The standard normal deviate \( Z = \frac{{X_{i} - \mu }}{\sigma } \)

If \( Z \) follows a normal distribution, that has mean (µ) = 0 and standard deviation (σ) = 1, then:

$$ f\left( Z \right) = \sqrt {\frac{1}{2\pi }e^{{{\raise0.7ex\hbox{${Z^{2} }$} \!\mathord{\left/ {\vphantom {{Z^{2} } 2}}\right.\kern-0pt} \!\lower0.7ex\hbox{$2$}}}} } $$

The above equation follows the normal probability curve and data close to it also follows a normal probability curve. The standard normal deviate (\( Z) \) has been calculated using cumulative probability and thickness of replicas have been arranged in ascending order (Table 4).

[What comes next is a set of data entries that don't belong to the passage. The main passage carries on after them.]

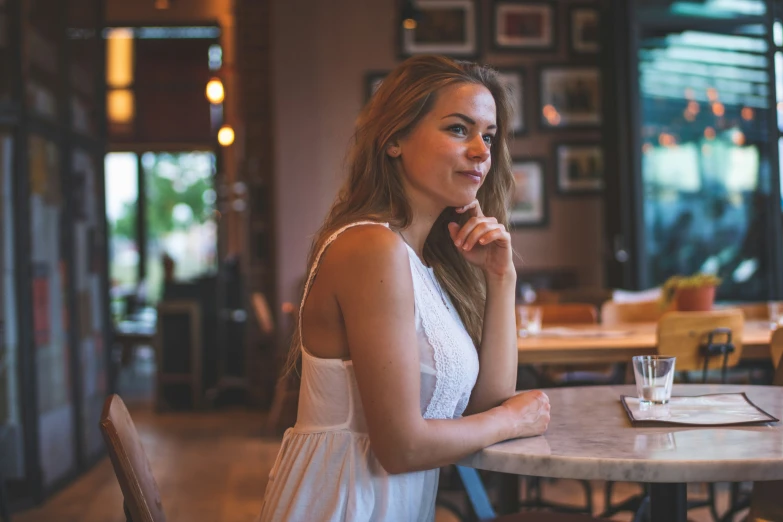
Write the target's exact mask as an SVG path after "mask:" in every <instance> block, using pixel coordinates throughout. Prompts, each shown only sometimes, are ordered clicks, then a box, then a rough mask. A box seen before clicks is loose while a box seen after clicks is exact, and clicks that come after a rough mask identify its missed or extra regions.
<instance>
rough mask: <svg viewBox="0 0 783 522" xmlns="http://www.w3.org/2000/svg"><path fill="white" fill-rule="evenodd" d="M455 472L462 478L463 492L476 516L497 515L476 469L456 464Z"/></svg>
mask: <svg viewBox="0 0 783 522" xmlns="http://www.w3.org/2000/svg"><path fill="white" fill-rule="evenodd" d="M457 472H458V473H459V478H460V479H461V480H462V485H463V486H465V492H466V493H467V494H468V500H469V501H470V506H471V507H472V508H473V512H474V513H476V517H477V518H478V519H479V520H492V519H494V518H495V517H496V516H497V515H496V514H495V510H494V509H493V508H492V503H491V502H490V501H489V495H488V494H487V490H486V489H484V483H483V482H481V476H480V475H479V474H478V471H476V470H475V469H473V468H467V467H465V466H457Z"/></svg>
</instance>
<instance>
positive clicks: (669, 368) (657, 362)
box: [633, 355, 676, 405]
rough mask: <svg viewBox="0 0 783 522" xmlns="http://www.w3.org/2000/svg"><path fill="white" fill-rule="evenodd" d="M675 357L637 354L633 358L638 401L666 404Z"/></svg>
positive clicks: (670, 389) (660, 403)
mask: <svg viewBox="0 0 783 522" xmlns="http://www.w3.org/2000/svg"><path fill="white" fill-rule="evenodd" d="M675 360H676V357H664V356H660V355H637V356H635V357H634V358H633V373H634V375H635V376H636V392H637V394H638V396H639V403H640V404H641V405H643V404H666V403H667V402H669V399H671V397H672V382H673V381H674V363H675Z"/></svg>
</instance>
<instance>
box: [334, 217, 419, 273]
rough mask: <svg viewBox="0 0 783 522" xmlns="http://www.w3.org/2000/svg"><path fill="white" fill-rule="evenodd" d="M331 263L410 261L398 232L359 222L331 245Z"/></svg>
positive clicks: (352, 266)
mask: <svg viewBox="0 0 783 522" xmlns="http://www.w3.org/2000/svg"><path fill="white" fill-rule="evenodd" d="M328 256H329V257H330V258H331V259H330V260H329V261H330V264H339V265H340V266H341V267H344V268H345V269H362V268H366V265H367V264H370V265H371V266H380V267H383V266H387V265H389V264H390V263H391V264H395V261H397V262H399V261H401V260H405V261H407V259H408V253H407V250H406V247H405V243H403V242H402V239H401V238H400V236H399V235H397V234H396V233H395V232H393V231H392V230H390V229H389V228H388V227H385V226H381V225H358V226H355V227H352V228H350V229H348V230H346V231H345V232H343V233H342V234H340V235H339V236H338V237H337V238H336V239H335V240H334V242H333V243H332V244H331V245H330V247H329V252H328Z"/></svg>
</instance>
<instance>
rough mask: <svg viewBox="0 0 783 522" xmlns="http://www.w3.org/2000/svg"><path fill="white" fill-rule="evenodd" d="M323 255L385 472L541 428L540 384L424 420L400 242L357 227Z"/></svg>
mask: <svg viewBox="0 0 783 522" xmlns="http://www.w3.org/2000/svg"><path fill="white" fill-rule="evenodd" d="M329 256H330V257H331V260H330V263H329V264H330V266H331V267H335V269H333V270H330V275H331V277H332V282H333V285H334V286H333V288H334V289H335V290H334V291H335V295H336V299H337V302H338V304H339V307H340V310H341V313H342V316H343V320H344V323H345V328H346V334H347V338H348V346H349V350H350V354H351V358H352V360H353V365H354V372H355V374H356V381H357V384H358V387H359V393H360V395H361V400H362V405H363V408H364V412H365V416H366V418H367V425H368V430H369V436H370V443H371V445H372V448H373V451H374V452H375V455H376V456H377V458H378V460H379V461H380V463H381V465H382V466H383V467H384V468H385V469H386V470H387V471H388V472H390V473H402V472H408V471H414V470H422V469H433V468H437V467H440V466H443V465H446V464H450V463H453V462H455V461H457V460H459V459H460V458H462V457H464V456H466V455H469V454H470V453H473V452H475V451H478V450H479V449H482V448H484V447H486V446H489V445H491V444H494V443H495V442H498V441H501V440H505V439H508V438H513V437H520V436H530V435H538V434H540V433H543V431H544V430H545V429H546V425H547V424H548V421H549V402H548V399H547V398H546V395H544V394H543V393H541V392H530V393H528V394H521V395H520V396H517V397H515V398H514V399H512V400H510V401H508V403H506V404H503V405H499V406H497V407H495V408H491V409H489V410H487V411H485V412H482V413H480V414H477V415H472V416H469V417H464V418H461V419H454V420H425V419H424V418H423V417H422V415H421V411H420V400H419V393H420V375H419V355H418V348H417V342H416V332H415V325H414V298H413V284H412V279H411V272H410V264H409V260H408V253H407V251H406V248H405V246H404V244H403V243H402V241H401V240H400V239H399V238H398V237H397V236H396V235H395V234H393V233H392V232H391V231H389V230H386V229H382V228H380V227H357V228H355V229H352V230H350V231H347V232H345V233H344V234H343V235H341V236H340V238H339V239H338V240H336V241H335V243H334V244H333V245H332V246H331V247H330V252H329Z"/></svg>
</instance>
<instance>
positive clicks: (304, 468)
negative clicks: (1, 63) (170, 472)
mask: <svg viewBox="0 0 783 522" xmlns="http://www.w3.org/2000/svg"><path fill="white" fill-rule="evenodd" d="M508 122H509V102H508V98H507V95H506V93H505V91H504V89H503V88H502V87H501V85H500V83H499V82H498V79H497V76H496V75H495V73H494V72H492V71H491V70H489V69H487V68H484V67H481V66H479V65H476V64H472V63H467V62H455V61H452V60H449V59H447V58H443V57H436V56H420V57H415V58H411V59H409V60H407V61H406V62H404V63H403V64H401V65H400V66H399V67H398V68H397V69H396V70H395V71H393V72H392V73H391V74H390V75H389V76H388V77H387V78H386V79H385V80H384V82H383V84H382V85H381V87H380V88H379V89H378V91H377V92H376V93H375V95H374V96H373V98H372V99H371V100H370V102H369V103H368V104H367V106H366V107H365V108H364V110H363V111H362V113H361V115H360V117H359V120H358V122H357V128H356V134H355V144H354V145H353V149H352V154H351V156H350V162H349V169H350V172H349V178H348V180H347V182H346V184H345V186H344V188H343V190H342V191H341V193H340V195H339V196H338V198H337V201H336V203H335V204H334V206H333V207H332V209H331V211H330V213H329V216H328V217H327V218H326V221H325V223H324V225H323V227H322V229H321V230H320V231H319V233H318V235H317V237H316V240H315V242H314V245H313V251H312V254H311V258H310V262H309V267H310V271H309V276H308V279H307V282H306V284H305V287H304V296H303V298H302V306H301V307H300V316H299V325H298V329H297V336H296V338H295V340H294V343H293V346H292V356H293V362H294V363H295V362H296V358H298V357H299V356H300V355H301V357H302V383H301V388H300V399H299V412H298V420H297V423H296V426H294V427H293V428H292V429H290V430H288V431H287V432H286V435H285V437H284V438H283V445H282V448H281V450H280V454H279V455H278V458H277V461H276V462H275V464H274V466H273V469H272V471H271V473H270V476H269V483H268V485H267V490H266V495H265V499H264V506H263V508H262V513H261V520H262V521H272V520H274V521H280V520H285V521H299V520H308V521H315V520H324V521H370V520H372V521H390V522H391V521H394V522H397V521H431V520H433V519H434V513H435V495H436V491H437V487H438V468H439V467H441V466H444V465H447V464H451V463H454V462H455V461H457V460H459V459H460V458H462V457H464V456H466V455H468V454H470V453H472V452H475V451H477V450H479V449H481V448H484V447H486V446H488V445H490V444H494V443H496V442H499V441H502V440H505V439H509V438H514V437H524V436H534V435H540V434H542V433H543V432H544V431H545V430H546V427H547V424H548V423H549V401H548V399H547V397H546V395H544V394H543V393H541V392H539V391H531V392H525V393H520V394H518V395H515V390H514V387H515V383H516V367H517V351H516V328H515V316H514V289H515V284H516V272H515V270H514V265H513V262H512V249H511V240H510V236H509V233H508V232H507V231H506V229H505V226H504V225H503V223H505V222H506V213H507V211H506V205H507V201H508V196H509V193H510V191H511V190H512V187H513V181H512V175H511V171H510V159H509V153H508V148H507V144H506V133H507V132H508V129H509V127H508V125H509V123H508ZM485 214H486V215H485ZM490 216H491V217H490Z"/></svg>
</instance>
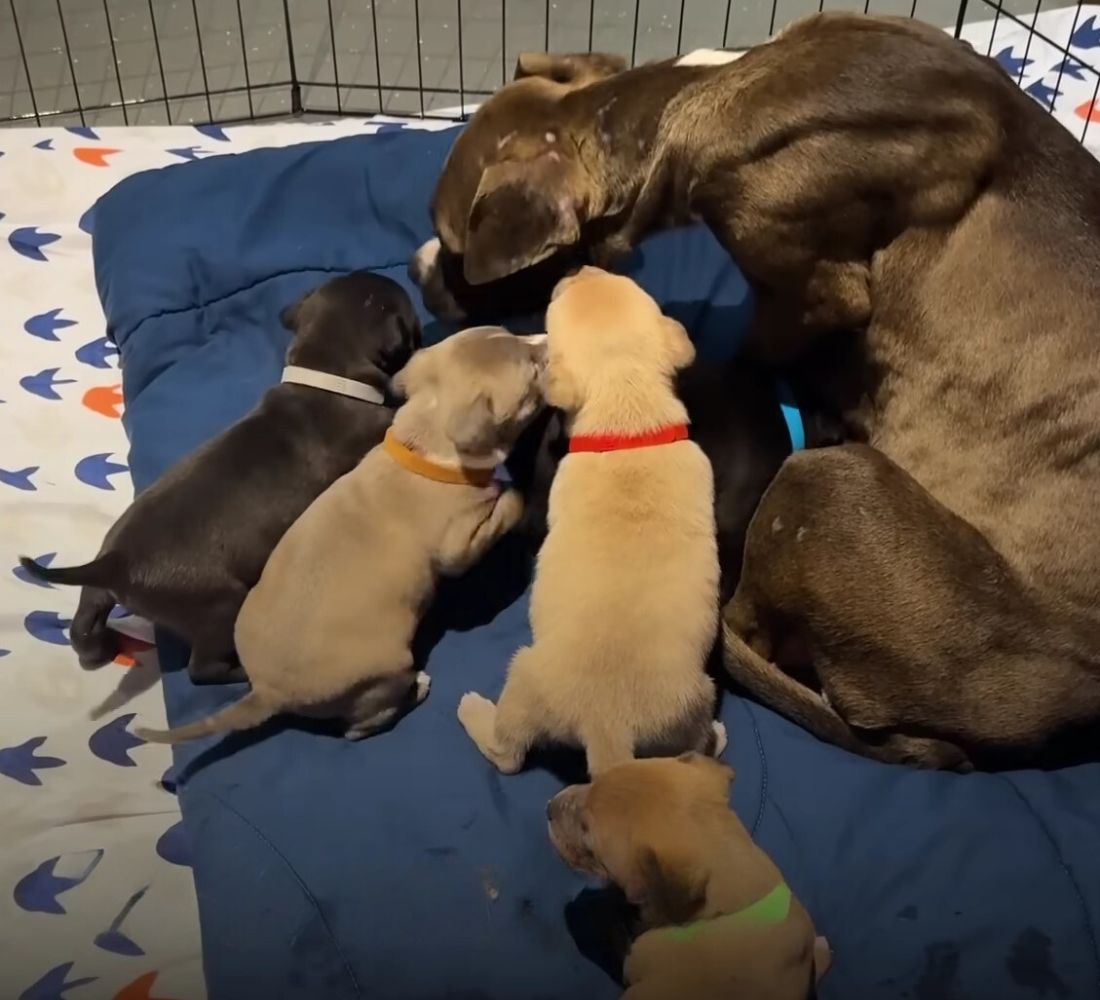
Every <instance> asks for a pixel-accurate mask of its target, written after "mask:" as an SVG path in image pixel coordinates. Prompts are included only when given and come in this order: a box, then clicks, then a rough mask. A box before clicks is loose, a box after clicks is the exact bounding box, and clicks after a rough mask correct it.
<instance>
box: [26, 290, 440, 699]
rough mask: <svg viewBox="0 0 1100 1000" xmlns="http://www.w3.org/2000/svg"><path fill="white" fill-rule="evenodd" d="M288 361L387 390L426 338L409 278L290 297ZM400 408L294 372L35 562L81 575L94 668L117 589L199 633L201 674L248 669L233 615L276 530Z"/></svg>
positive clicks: (197, 664)
mask: <svg viewBox="0 0 1100 1000" xmlns="http://www.w3.org/2000/svg"><path fill="white" fill-rule="evenodd" d="M283 322H284V325H285V326H286V327H287V329H289V330H292V331H293V332H294V339H293V340H292V342H290V347H289V349H288V350H287V358H286V361H287V364H292V365H298V366H300V367H306V369H311V370H315V371H318V372H326V373H329V374H332V375H340V376H343V377H345V378H351V380H353V381H356V382H361V383H364V384H367V385H371V386H374V387H375V388H376V389H378V391H379V392H381V393H383V394H385V393H386V392H387V389H388V386H389V377H390V376H392V375H393V374H395V373H396V372H397V371H398V370H399V369H400V367H401V365H404V364H405V362H406V361H407V360H408V358H409V355H410V354H411V353H412V351H415V350H416V349H417V348H418V347H419V345H420V323H419V321H418V320H417V317H416V312H415V311H414V309H412V304H411V303H410V301H409V298H408V296H407V295H406V294H405V292H404V290H403V289H401V287H400V286H399V285H398V284H397V283H396V282H393V281H390V279H389V278H386V277H382V276H381V275H376V274H371V273H368V272H365V271H363V272H354V273H352V274H349V275H343V276H341V277H338V278H333V279H332V281H330V282H327V283H326V284H323V285H321V286H320V287H318V288H316V289H313V290H312V292H310V293H309V294H308V295H306V296H305V297H304V298H303V299H301V300H300V301H298V303H296V304H294V305H293V306H289V307H288V308H287V309H286V310H284V314H283ZM392 418H393V410H392V409H390V408H388V407H385V406H378V405H375V404H372V403H365V402H363V400H361V399H353V398H350V397H348V396H341V395H338V394H335V393H329V392H324V391H322V389H318V388H311V387H309V386H303V385H288V384H281V385H276V386H274V387H272V388H271V389H268V391H267V392H266V393H265V394H264V397H263V399H262V400H261V403H260V405H259V406H257V407H256V408H255V409H254V410H253V411H252V413H251V414H249V415H248V416H246V417H244V418H243V419H242V420H240V421H238V422H237V424H234V425H233V426H232V427H230V428H229V429H228V430H227V431H224V432H223V433H221V435H219V436H218V437H217V438H215V439H213V440H212V441H210V442H209V443H207V444H205V446H202V447H201V448H199V449H198V450H197V451H195V452H194V453H193V454H190V455H188V457H187V458H186V459H184V460H183V461H182V462H179V463H178V464H177V465H176V466H174V468H173V469H171V470H169V471H168V472H167V473H166V474H165V475H163V476H162V477H161V479H160V480H157V482H156V483H155V484H154V485H152V486H151V487H150V488H149V490H146V491H145V492H144V493H142V494H141V495H140V496H139V497H138V498H136V499H135V501H134V503H133V504H132V505H131V506H130V507H129V508H128V509H127V512H125V513H124V514H123V515H122V516H121V517H120V518H119V519H118V520H117V521H116V523H114V525H113V526H112V527H111V529H110V531H108V532H107V537H106V538H105V540H103V545H102V547H101V548H100V551H99V554H98V556H97V557H96V559H95V560H92V561H91V562H89V563H87V564H86V565H81V567H73V568H48V569H46V568H43V567H37V565H36V564H35V563H33V562H31V561H30V560H26V561H24V565H26V568H27V569H29V570H30V571H31V572H32V573H33V574H34V575H35V576H37V578H38V579H42V580H48V581H52V582H55V583H74V584H80V585H81V586H83V590H81V592H80V603H79V606H78V607H77V612H76V616H75V617H74V619H73V627H72V629H70V635H72V641H73V647H74V649H75V650H76V652H77V655H78V656H79V659H80V666H81V667H84V668H85V669H86V670H91V669H95V668H97V667H101V666H102V664H103V663H108V662H110V661H111V660H112V659H113V658H114V657H116V656H117V655H118V651H119V645H118V644H119V637H118V633H116V631H114V630H113V629H110V628H108V626H107V619H108V615H109V614H110V612H111V609H112V608H113V607H114V605H116V603H118V604H121V605H123V606H125V607H127V608H129V609H130V611H132V612H134V613H135V614H139V615H142V616H143V617H146V618H149V619H150V620H152V622H155V623H156V624H157V625H161V626H163V627H164V628H167V629H168V630H169V631H172V633H174V634H175V635H177V636H178V637H180V638H182V639H184V640H186V641H187V642H189V644H190V646H191V657H190V662H189V664H188V672H189V673H190V677H191V680H193V681H196V682H199V683H201V682H216V681H224V680H230V679H238V678H239V677H240V674H241V672H240V668H239V667H237V666H235V663H234V652H233V625H234V623H235V620H237V614H238V612H239V611H240V607H241V604H242V602H243V601H244V597H245V595H246V594H248V592H249V590H250V589H251V587H253V586H254V585H255V583H256V581H257V580H259V579H260V574H261V572H262V571H263V568H264V563H265V562H266V561H267V557H268V556H270V554H271V552H272V549H274V548H275V543H276V542H277V541H278V540H279V538H282V537H283V534H284V532H285V531H286V529H287V528H288V527H290V525H292V524H293V523H294V520H295V518H297V517H298V515H299V514H301V512H303V510H305V509H306V507H307V506H309V504H310V503H311V502H312V501H313V499H315V498H316V497H317V496H318V495H319V494H320V493H321V491H322V490H324V488H326V487H328V486H329V485H330V484H331V483H332V482H333V481H334V480H337V479H338V477H339V476H341V475H343V474H344V473H345V472H348V470H350V469H351V468H352V466H354V465H355V463H356V462H359V460H360V459H362V458H363V455H364V454H366V452H367V451H370V450H371V449H372V448H373V447H374V446H375V444H377V443H378V441H381V440H382V437H383V435H384V433H385V431H386V428H387V427H388V426H389V421H390V419H392Z"/></svg>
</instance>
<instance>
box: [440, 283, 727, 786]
mask: <svg viewBox="0 0 1100 1000" xmlns="http://www.w3.org/2000/svg"><path fill="white" fill-rule="evenodd" d="M547 330H548V337H549V340H548V347H549V359H548V366H547V385H546V398H547V402H548V403H550V404H551V405H552V406H557V407H559V408H561V409H562V410H563V411H564V413H565V419H566V426H568V430H569V433H570V438H571V440H570V453H569V454H568V455H566V457H565V458H564V459H563V460H562V462H561V464H560V465H559V468H558V472H557V475H555V477H554V481H553V485H552V487H551V491H550V504H549V534H548V535H547V539H546V541H544V542H543V545H542V548H541V550H540V551H539V558H538V567H537V570H536V576H535V584H533V589H532V592H531V602H530V616H531V630H532V633H533V644H532V645H531V646H529V647H527V648H524V649H520V650H519V652H517V653H516V656H515V658H514V659H513V661H511V666H510V668H509V670H508V678H507V681H506V683H505V685H504V690H503V692H502V693H500V699H499V702H498V703H497V704H495V705H494V704H493V703H492V702H491V701H488V700H487V699H485V697H483V696H482V695H480V694H474V693H470V694H466V695H465V696H464V697H463V699H462V701H461V703H460V705H459V719H460V721H461V723H462V725H463V726H464V727H465V729H466V732H467V733H469V734H470V736H471V737H472V738H473V740H474V743H476V744H477V747H478V749H480V750H481V751H482V752H483V754H484V755H485V757H487V758H488V759H489V760H491V761H492V762H493V763H494V765H496V767H497V768H499V769H500V770H502V771H504V772H513V771H516V770H518V769H519V768H520V767H521V766H522V762H524V759H525V757H526V755H527V751H528V750H529V749H530V748H531V747H533V746H537V745H540V744H548V743H558V744H566V745H571V746H575V747H581V748H583V749H584V750H585V752H586V755H587V765H588V771H590V773H592V774H596V773H598V772H601V771H603V770H605V769H607V768H609V767H613V766H614V765H616V763H620V762H623V761H626V760H630V759H631V758H634V757H635V755H639V756H645V755H654V756H661V755H674V754H678V752H681V751H683V750H690V749H694V750H702V751H706V752H711V754H718V752H720V751H722V749H723V748H724V746H725V730H724V729H723V728H722V726H720V724H718V723H715V722H714V721H713V716H714V706H715V688H714V683H713V681H712V680H711V679H709V678H708V677H707V674H706V672H705V670H704V667H705V663H706V660H707V657H708V655H709V651H711V648H712V646H713V644H714V639H715V635H716V629H717V620H718V558H717V546H716V541H715V521H714V481H713V474H712V471H711V464H709V462H708V461H707V459H706V455H705V454H704V453H703V451H702V450H701V449H700V448H698V446H697V444H695V443H694V442H692V441H691V440H689V439H687V414H686V410H685V409H684V406H683V404H682V403H681V402H680V399H679V398H678V397H676V394H675V392H674V389H673V380H674V376H675V373H676V372H678V371H680V370H681V369H684V367H686V366H687V365H689V364H690V363H691V361H692V360H693V358H694V353H695V352H694V348H693V347H692V343H691V341H690V340H689V339H687V334H686V332H685V331H684V328H683V327H682V326H681V325H680V323H679V322H676V321H675V320H674V319H671V318H669V317H667V316H662V315H661V310H660V308H659V307H658V305H657V303H656V301H653V299H652V298H650V296H649V295H647V294H646V293H645V292H643V290H642V289H641V288H640V287H639V286H638V285H636V284H635V283H634V282H631V281H630V279H629V278H626V277H621V276H618V275H612V274H608V273H607V272H604V271H599V270H597V268H595V267H585V268H582V271H581V272H580V273H579V274H576V275H574V276H572V277H569V278H565V279H564V281H562V282H561V283H560V284H559V285H558V287H557V288H555V289H554V294H553V300H552V301H551V304H550V308H549V310H548V312H547Z"/></svg>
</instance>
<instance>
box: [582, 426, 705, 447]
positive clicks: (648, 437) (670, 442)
mask: <svg viewBox="0 0 1100 1000" xmlns="http://www.w3.org/2000/svg"><path fill="white" fill-rule="evenodd" d="M686 440H687V425H686V424H672V425H670V426H668V427H659V428H658V429H657V430H647V431H646V432H645V433H640V435H577V436H576V437H573V438H570V439H569V450H570V451H571V452H573V451H627V450H629V449H631V448H652V447H653V446H654V444H672V443H674V442H676V441H686Z"/></svg>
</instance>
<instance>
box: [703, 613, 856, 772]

Table 4 Standard normal deviate and thickness in ascending order

The normal probability curve has been plotted to predict the probability as shown in Fig. 8. The value of Pearson’s coefficient (R 2 = 1) indicates perfect correlation and the data fits very well to the trendline. The aforesaid data followed non random pattern and lied under normal probability curve. Even the X-bar and R-bar charts cannot be plotted due to lesser number of observations, but there lies a very strong evidence that vapor smoothing process (at t = 20 s, C = 3) is statistically controlled and consistent.

Fig. 8
figure 8

Normal probability curve for benchmark

5 Conclusions

The present research signifies the impact of vapor smoothing process for surface finishing besides maintaining the dimensions of ABS replicas as nearest to original (CAD), and thus, eliminates the drawback of dimensional variability in FDM parts. The replicas of hip prostheses satisfy the required industrial tolerances for thickness values when vapor treated three times for 20 s each. Then six replicas finished aforesaid vapor smoothing parameters strongly indicated the process to be statistically controlled as per 20286-1 (1995) ISO standards. Hence, the vapor smoothing of FDM based ABS replicas can be used for preparing investment castings of patient specific implants.